CASAL DI PRINCIPE. Antonio Schiavone si trova attualmente detenuto in via cautelare con l’accusa di riciclaggio aggravato dal metodo mafioso. Secondo la Direzione distrettuale antimafia di Napoli, avrebbe amministrato terreni situati a Grazzanise riconducibili al fratello Francesco “Sandokan” Schiavone, storico capo dei Casalesi, ma intestati a prestanome. Gli investigatori sostengono che, oltre alla gestione, si sia occupato anche della vendita di alcune di queste proprietà per ricavarne liquidità. Le indagini dei carabinieri di Caserta hanno portato alla formulazione delle accuse, già ritenute fondate dal gip del Tribunale di Napoli e successivamente confermate dal Riesame.
Il nome di Antonio Schiavone, tuttavia, non è nuovo agli atti giudiziari. In una precedente inchiesta sulle attività del clan dei Casalesi, era stato citato in relazione a episodi di estorsione ai danni di imprenditori operanti nell’area industriale tra Teverola e Carinaro. In quel contesto, emergeva la figura di Salvatore Sestile, suocero di Schiavone e fratello di un esponente vicino al clan Mallardo, scomparso nel 2021. Secondo le ricostruzioni investigative, Sestile avrebbe gestito richieste estorsive collegate ai cantieri della zona, chiedendo denaro per ogni capannone realizzato.

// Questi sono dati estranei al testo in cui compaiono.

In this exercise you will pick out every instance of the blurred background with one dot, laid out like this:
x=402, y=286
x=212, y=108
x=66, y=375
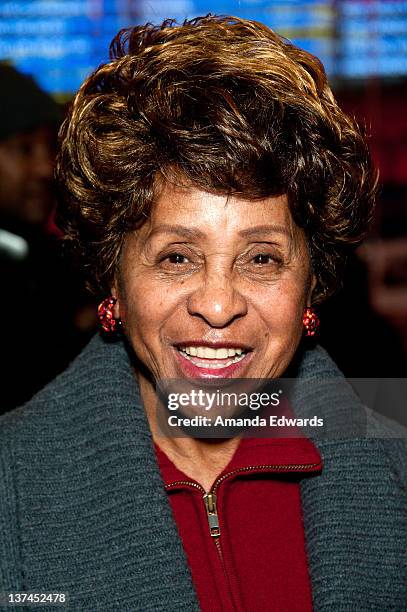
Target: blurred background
x=47, y=317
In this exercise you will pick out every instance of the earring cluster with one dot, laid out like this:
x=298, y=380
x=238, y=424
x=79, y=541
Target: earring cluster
x=106, y=318
x=310, y=321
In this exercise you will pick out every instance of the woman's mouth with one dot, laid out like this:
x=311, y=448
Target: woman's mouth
x=202, y=361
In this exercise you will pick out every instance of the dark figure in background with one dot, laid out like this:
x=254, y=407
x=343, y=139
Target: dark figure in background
x=40, y=299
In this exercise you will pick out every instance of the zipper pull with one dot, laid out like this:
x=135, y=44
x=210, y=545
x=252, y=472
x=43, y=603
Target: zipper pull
x=212, y=513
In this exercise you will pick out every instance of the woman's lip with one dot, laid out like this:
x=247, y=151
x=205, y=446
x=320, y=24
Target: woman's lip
x=190, y=370
x=209, y=344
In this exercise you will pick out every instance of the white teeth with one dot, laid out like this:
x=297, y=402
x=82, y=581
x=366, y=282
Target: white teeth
x=207, y=364
x=193, y=353
x=210, y=353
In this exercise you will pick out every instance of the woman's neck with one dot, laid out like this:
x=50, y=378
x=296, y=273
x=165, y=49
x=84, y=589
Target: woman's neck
x=200, y=459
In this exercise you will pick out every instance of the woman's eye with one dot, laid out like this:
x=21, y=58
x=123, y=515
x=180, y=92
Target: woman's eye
x=176, y=258
x=263, y=258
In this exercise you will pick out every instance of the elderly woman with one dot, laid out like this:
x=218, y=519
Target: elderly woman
x=211, y=187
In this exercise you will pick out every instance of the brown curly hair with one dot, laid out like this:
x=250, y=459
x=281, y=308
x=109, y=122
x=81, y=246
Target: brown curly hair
x=224, y=104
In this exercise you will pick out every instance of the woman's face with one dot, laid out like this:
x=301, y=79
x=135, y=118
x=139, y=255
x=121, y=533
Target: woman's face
x=214, y=286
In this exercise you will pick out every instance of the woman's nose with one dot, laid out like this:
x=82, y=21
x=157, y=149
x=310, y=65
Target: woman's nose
x=217, y=301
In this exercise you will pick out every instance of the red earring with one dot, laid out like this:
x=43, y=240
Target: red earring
x=310, y=321
x=105, y=314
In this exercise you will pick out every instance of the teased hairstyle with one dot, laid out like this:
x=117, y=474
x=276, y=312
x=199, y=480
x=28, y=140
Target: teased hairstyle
x=226, y=105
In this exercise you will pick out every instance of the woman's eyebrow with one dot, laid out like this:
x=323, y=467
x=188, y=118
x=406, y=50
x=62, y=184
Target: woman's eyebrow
x=181, y=230
x=265, y=229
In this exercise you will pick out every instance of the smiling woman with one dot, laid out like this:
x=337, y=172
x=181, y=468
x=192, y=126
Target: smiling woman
x=211, y=187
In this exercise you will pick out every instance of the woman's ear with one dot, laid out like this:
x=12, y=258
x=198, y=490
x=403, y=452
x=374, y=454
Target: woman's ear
x=114, y=291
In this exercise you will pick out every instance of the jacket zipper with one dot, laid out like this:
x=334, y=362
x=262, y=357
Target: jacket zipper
x=210, y=502
x=210, y=497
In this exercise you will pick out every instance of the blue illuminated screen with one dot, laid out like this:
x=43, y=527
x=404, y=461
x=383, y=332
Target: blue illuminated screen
x=60, y=42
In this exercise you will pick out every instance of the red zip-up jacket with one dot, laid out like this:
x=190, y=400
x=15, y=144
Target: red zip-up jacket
x=244, y=539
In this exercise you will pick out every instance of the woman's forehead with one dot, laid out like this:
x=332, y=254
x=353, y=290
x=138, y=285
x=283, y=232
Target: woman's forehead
x=191, y=207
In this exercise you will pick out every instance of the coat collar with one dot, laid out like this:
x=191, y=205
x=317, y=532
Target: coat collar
x=97, y=445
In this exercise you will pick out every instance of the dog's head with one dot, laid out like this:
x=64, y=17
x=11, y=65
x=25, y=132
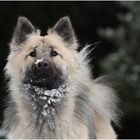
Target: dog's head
x=44, y=61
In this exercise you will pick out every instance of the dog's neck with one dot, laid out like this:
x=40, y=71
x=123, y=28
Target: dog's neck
x=44, y=102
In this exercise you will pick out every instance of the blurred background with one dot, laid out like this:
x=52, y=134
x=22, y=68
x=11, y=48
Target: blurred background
x=113, y=26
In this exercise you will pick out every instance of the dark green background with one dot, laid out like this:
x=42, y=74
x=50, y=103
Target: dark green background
x=86, y=17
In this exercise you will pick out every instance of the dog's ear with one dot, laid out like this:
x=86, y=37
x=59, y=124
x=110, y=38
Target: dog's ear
x=23, y=28
x=64, y=29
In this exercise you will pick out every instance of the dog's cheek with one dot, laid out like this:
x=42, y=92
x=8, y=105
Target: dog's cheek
x=61, y=64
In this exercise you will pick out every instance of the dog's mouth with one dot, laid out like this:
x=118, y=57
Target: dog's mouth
x=48, y=77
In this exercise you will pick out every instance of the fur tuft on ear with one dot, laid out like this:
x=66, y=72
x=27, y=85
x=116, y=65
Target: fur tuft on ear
x=23, y=28
x=64, y=29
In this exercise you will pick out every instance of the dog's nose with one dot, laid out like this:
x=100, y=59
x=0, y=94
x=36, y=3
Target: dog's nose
x=42, y=65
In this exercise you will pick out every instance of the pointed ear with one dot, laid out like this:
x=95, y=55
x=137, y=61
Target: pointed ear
x=64, y=29
x=23, y=28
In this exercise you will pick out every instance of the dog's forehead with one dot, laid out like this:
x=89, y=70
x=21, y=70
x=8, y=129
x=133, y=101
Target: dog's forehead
x=44, y=42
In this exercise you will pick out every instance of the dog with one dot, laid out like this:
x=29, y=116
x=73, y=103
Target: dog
x=52, y=91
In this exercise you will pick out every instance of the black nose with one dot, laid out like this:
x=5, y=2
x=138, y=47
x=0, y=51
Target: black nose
x=42, y=65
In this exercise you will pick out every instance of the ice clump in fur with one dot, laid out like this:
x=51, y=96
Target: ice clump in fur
x=45, y=101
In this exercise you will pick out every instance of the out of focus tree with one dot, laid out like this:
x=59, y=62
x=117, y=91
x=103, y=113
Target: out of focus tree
x=124, y=63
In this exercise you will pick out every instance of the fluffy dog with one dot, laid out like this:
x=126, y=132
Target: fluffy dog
x=52, y=92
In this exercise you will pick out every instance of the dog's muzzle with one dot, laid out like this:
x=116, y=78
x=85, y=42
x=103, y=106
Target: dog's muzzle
x=44, y=74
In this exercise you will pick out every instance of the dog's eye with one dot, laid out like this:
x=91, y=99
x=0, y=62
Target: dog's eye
x=53, y=53
x=33, y=53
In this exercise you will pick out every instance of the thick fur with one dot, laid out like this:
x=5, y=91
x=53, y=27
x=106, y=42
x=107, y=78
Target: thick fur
x=89, y=106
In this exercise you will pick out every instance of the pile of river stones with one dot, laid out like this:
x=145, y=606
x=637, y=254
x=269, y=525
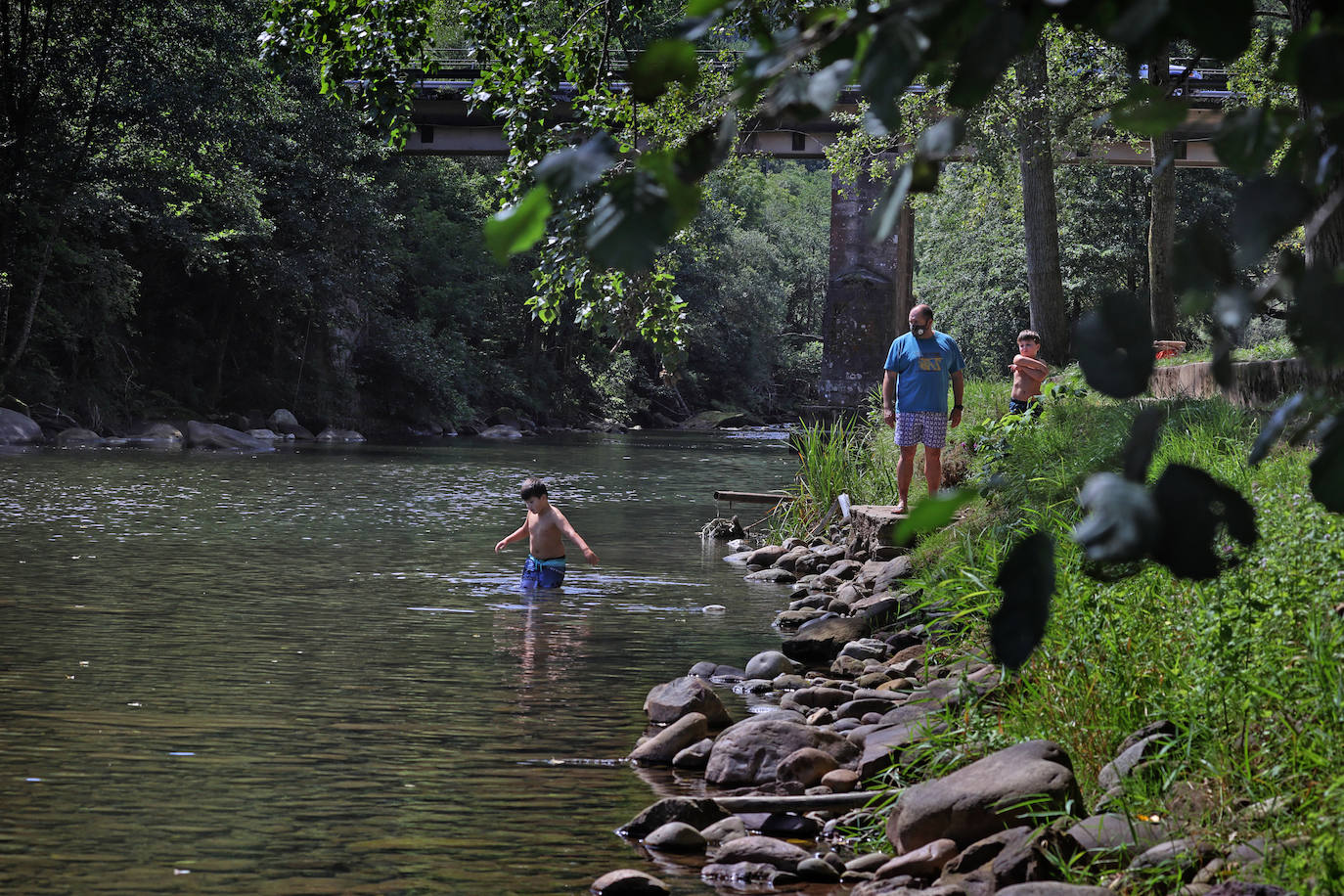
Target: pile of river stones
x=281, y=426
x=856, y=694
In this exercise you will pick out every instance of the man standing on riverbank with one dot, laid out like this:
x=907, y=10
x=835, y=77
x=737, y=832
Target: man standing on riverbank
x=915, y=398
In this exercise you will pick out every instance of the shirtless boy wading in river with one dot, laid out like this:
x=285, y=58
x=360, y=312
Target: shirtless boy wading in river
x=543, y=527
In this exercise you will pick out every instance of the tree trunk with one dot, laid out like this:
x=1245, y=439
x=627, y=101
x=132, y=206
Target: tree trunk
x=1161, y=220
x=1324, y=246
x=34, y=298
x=1049, y=316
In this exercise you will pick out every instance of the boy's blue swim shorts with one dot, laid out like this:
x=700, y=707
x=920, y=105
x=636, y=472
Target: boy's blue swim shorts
x=543, y=574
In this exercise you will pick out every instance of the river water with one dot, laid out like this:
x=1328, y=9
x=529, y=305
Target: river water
x=306, y=672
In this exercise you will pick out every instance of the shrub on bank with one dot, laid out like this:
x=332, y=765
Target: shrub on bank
x=1249, y=666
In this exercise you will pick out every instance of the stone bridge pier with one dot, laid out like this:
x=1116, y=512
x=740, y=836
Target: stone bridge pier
x=869, y=294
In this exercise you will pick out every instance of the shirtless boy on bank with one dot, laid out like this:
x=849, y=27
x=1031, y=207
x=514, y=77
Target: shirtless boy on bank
x=1027, y=374
x=543, y=527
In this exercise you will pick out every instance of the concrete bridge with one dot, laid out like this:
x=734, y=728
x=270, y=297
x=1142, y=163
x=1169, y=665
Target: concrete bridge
x=870, y=287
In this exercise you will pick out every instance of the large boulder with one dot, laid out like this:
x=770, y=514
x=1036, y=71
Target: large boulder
x=671, y=700
x=822, y=640
x=891, y=572
x=77, y=437
x=18, y=428
x=697, y=812
x=766, y=555
x=768, y=664
x=212, y=435
x=283, y=421
x=333, y=434
x=155, y=435
x=749, y=752
x=664, y=745
x=1002, y=790
x=766, y=850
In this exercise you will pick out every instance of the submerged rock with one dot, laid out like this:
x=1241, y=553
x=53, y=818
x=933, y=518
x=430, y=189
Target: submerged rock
x=626, y=881
x=18, y=428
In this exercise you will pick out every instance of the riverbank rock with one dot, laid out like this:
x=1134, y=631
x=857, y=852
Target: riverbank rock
x=988, y=795
x=676, y=837
x=766, y=850
x=18, y=428
x=682, y=696
x=697, y=812
x=750, y=751
x=284, y=422
x=1114, y=838
x=77, y=437
x=626, y=881
x=214, y=435
x=665, y=744
x=333, y=434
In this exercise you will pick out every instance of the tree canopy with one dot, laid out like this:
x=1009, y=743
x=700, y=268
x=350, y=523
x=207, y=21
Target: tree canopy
x=603, y=194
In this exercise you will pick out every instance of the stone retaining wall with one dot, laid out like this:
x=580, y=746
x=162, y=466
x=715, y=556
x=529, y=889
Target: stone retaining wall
x=1254, y=383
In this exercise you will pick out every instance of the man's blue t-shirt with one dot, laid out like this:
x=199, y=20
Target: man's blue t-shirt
x=923, y=368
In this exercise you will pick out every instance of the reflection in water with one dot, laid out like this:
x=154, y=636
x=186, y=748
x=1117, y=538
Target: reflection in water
x=308, y=672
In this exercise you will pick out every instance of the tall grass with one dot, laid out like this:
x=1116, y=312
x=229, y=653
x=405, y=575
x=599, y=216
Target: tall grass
x=1249, y=666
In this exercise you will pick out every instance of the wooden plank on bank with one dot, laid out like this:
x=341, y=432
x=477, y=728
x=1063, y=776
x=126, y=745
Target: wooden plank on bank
x=841, y=802
x=751, y=497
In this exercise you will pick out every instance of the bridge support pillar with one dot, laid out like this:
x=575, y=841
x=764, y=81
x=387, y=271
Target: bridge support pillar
x=869, y=295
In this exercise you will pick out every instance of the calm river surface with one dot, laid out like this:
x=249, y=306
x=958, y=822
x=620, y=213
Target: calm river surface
x=308, y=672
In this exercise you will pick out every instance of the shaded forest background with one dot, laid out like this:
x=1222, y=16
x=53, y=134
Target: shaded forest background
x=184, y=236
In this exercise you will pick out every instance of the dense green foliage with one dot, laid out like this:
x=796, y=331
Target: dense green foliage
x=198, y=238
x=1247, y=665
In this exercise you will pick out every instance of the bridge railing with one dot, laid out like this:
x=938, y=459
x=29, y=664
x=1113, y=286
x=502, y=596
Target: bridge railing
x=1207, y=83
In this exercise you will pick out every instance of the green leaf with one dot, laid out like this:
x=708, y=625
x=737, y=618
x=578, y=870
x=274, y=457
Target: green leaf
x=991, y=49
x=933, y=514
x=520, y=226
x=886, y=216
x=789, y=90
x=940, y=140
x=1266, y=209
x=1195, y=508
x=1027, y=579
x=1328, y=467
x=1275, y=427
x=1114, y=344
x=1232, y=308
x=664, y=62
x=1316, y=316
x=1148, y=112
x=1121, y=520
x=824, y=86
x=1320, y=75
x=568, y=171
x=696, y=8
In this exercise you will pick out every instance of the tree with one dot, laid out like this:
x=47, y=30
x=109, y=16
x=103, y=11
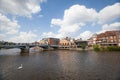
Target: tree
x=83, y=46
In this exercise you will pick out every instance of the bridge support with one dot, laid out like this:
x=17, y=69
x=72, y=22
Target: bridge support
x=25, y=50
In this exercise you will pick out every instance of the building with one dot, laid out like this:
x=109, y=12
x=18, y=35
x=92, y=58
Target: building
x=67, y=43
x=108, y=38
x=91, y=41
x=50, y=41
x=79, y=43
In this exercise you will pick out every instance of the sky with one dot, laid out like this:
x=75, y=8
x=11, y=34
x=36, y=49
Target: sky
x=32, y=20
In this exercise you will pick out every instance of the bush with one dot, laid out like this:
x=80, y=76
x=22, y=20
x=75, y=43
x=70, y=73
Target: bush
x=96, y=47
x=83, y=46
x=113, y=48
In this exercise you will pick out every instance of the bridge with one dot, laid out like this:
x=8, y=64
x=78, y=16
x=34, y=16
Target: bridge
x=25, y=47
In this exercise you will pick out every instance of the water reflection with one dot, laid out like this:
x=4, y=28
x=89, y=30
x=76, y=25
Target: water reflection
x=59, y=65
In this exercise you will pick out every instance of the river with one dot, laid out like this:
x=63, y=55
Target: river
x=59, y=65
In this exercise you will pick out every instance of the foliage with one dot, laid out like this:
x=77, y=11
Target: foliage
x=96, y=47
x=83, y=46
x=113, y=48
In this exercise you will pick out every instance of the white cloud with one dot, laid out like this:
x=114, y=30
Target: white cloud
x=74, y=18
x=109, y=13
x=21, y=8
x=85, y=35
x=113, y=26
x=2, y=36
x=49, y=34
x=78, y=16
x=24, y=37
x=8, y=26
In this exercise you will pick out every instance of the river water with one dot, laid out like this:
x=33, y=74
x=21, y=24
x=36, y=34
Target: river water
x=59, y=65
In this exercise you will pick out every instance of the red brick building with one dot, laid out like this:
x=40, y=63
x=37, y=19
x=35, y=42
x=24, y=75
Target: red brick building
x=108, y=38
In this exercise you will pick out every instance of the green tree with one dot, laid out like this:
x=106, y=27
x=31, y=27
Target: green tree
x=96, y=47
x=83, y=46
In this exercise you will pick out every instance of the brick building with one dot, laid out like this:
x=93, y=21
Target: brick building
x=108, y=38
x=50, y=41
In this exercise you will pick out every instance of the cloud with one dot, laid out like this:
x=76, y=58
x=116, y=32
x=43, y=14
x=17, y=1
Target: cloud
x=8, y=26
x=24, y=37
x=112, y=26
x=74, y=18
x=78, y=16
x=21, y=8
x=109, y=13
x=85, y=35
x=49, y=34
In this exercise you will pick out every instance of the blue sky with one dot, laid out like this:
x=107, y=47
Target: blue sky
x=28, y=20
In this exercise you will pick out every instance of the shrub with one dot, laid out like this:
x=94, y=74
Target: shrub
x=96, y=47
x=83, y=46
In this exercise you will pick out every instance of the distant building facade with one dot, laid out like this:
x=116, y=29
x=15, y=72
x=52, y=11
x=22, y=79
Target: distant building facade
x=67, y=43
x=108, y=38
x=80, y=42
x=50, y=41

A collegare Antonio Schiavone a quelle vicende fu, nel 2019, la testimonianza di Giovanni Improda, imprenditore di Teverola coinvolto a sua volta nelle indagini. Improda raccontò che per quattro anni gli imprenditori del polo industriale avevano dovuto versare tangenti, e che ogni tentativo di sottrarsi a tale schema veniva bloccato da richiami e pressioni. In più occasioni, affermò, Sestile gli avrebbe ricordato che le sue azioni avevano l’appoggio del genero, Antonio Schiavone.
Va sottolineato che queste dichiarazioni rappresentano soltanto elementi investigativi e non una verità accertata. Schiavone, infatti, non subì conseguenze giudiziarie da quell’indagine e resta da considerarsi innocente fino a eventuale condanna definitiva.